Locale: Wollemi & Kosciusko NPs, Europe
Re: Re: Re: Analog Watch on 03/14/2012 00:15:10 MDT Print View

Hi Nick

Well, I probably look at my watch once an hour - I pull it out of my pocket while I am walking and look at it, and then put it back. That seems to work fine for me, especially as my hands are not filled with trekking poles.

Btw - a benefit of having my watch in my pocket rather than on my wrist: I never damage the glass cover. I think scratches on the glass while scrambling was what started me off on this.

Solid through-pins - yes, good. Rarely on consumer watches though.

> missed work -- didn't know what day it was
That must have been a 'good walk'!

Cheers

Andy F
(AndyF) - M
Re: Analog Watch on 03/14/2012 07:48:12 MDT Print View

I also prefer my watch to be either in my pocket or hanging from a pack strap.

Nick Gatel
(ngatel) - MLife

Locale: Southern California
Re: Re: Re: Re: Analog Watch on 03/14/2012 10:07:06 MDT Print View

"Btw - a benefit of having my watch in my pocket rather than on my wrist: I never damage the glass cover. I think scratches on the glass while scrambling was what started me off on this."

True. But perhaps that is part of our throw-away society? I have my good watches cleaned and calibrated every few years, and crystals replaced if needed. Although, each year it become more difficult to find a good watchmaker.

Rakesh Malik
(Tamerlin)

Locale: Cascadia
Re: Re: Analog Watch on 03/14/2012 14:00:23 MDT Print View

"My solution is to remove all the band and pins, drill a hole on the pin arms for a loop of strong cord (you can just enlargen the pin holes), and hang the watch around my neck inside my shirt or put it in my pocket tied to the fabric. Very much like a nurses watch. "

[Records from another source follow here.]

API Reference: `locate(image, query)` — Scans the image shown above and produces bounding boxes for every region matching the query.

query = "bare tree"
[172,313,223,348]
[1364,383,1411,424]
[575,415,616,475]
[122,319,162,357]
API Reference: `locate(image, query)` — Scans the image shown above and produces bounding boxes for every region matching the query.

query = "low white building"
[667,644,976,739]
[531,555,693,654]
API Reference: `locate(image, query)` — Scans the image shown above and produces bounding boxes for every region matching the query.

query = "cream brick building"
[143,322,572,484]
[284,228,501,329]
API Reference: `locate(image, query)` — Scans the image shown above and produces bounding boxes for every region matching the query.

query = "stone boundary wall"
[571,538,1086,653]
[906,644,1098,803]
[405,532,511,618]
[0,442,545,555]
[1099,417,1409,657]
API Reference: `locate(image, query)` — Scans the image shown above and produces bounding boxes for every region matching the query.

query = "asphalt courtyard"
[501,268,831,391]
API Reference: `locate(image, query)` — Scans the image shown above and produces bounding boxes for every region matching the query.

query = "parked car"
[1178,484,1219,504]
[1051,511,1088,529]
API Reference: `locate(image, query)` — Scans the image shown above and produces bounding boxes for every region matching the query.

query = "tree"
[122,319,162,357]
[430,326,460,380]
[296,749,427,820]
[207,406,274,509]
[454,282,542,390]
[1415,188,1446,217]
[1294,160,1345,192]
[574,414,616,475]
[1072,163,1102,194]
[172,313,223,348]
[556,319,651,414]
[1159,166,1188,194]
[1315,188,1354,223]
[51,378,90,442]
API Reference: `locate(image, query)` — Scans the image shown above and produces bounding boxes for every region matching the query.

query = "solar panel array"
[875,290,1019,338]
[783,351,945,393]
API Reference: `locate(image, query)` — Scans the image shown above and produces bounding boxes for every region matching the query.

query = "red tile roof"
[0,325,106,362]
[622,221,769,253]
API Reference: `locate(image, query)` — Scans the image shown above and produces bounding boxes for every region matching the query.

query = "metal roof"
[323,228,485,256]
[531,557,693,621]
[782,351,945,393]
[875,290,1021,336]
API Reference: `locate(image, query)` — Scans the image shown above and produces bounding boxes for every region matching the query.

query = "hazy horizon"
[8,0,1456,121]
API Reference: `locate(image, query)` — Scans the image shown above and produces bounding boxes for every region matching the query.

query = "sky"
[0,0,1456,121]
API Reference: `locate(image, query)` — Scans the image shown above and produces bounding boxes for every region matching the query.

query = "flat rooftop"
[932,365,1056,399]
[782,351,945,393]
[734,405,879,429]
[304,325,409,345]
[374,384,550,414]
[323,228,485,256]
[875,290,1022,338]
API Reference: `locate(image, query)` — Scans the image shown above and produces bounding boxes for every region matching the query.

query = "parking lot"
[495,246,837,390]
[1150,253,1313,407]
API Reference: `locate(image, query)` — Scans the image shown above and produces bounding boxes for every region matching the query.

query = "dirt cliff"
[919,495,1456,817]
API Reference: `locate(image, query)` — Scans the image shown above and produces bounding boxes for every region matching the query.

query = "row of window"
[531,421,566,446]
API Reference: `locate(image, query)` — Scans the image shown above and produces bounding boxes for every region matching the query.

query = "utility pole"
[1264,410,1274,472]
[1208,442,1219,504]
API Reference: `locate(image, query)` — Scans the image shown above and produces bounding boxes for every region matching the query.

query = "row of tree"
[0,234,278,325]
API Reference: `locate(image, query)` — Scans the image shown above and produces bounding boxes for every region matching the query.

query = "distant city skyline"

One alternative is to look at something like one of the Dakota carabiner watches. Instead of going on your wrist, they attach to things... like a chain around your neck, or one of the loops on your backopack, etc. I'm finding that approach to be preferable to a wrist watch myself, especially after snapping the band on a relatively new wristwatch when it got caught in backpack strap when I was removing the backpack.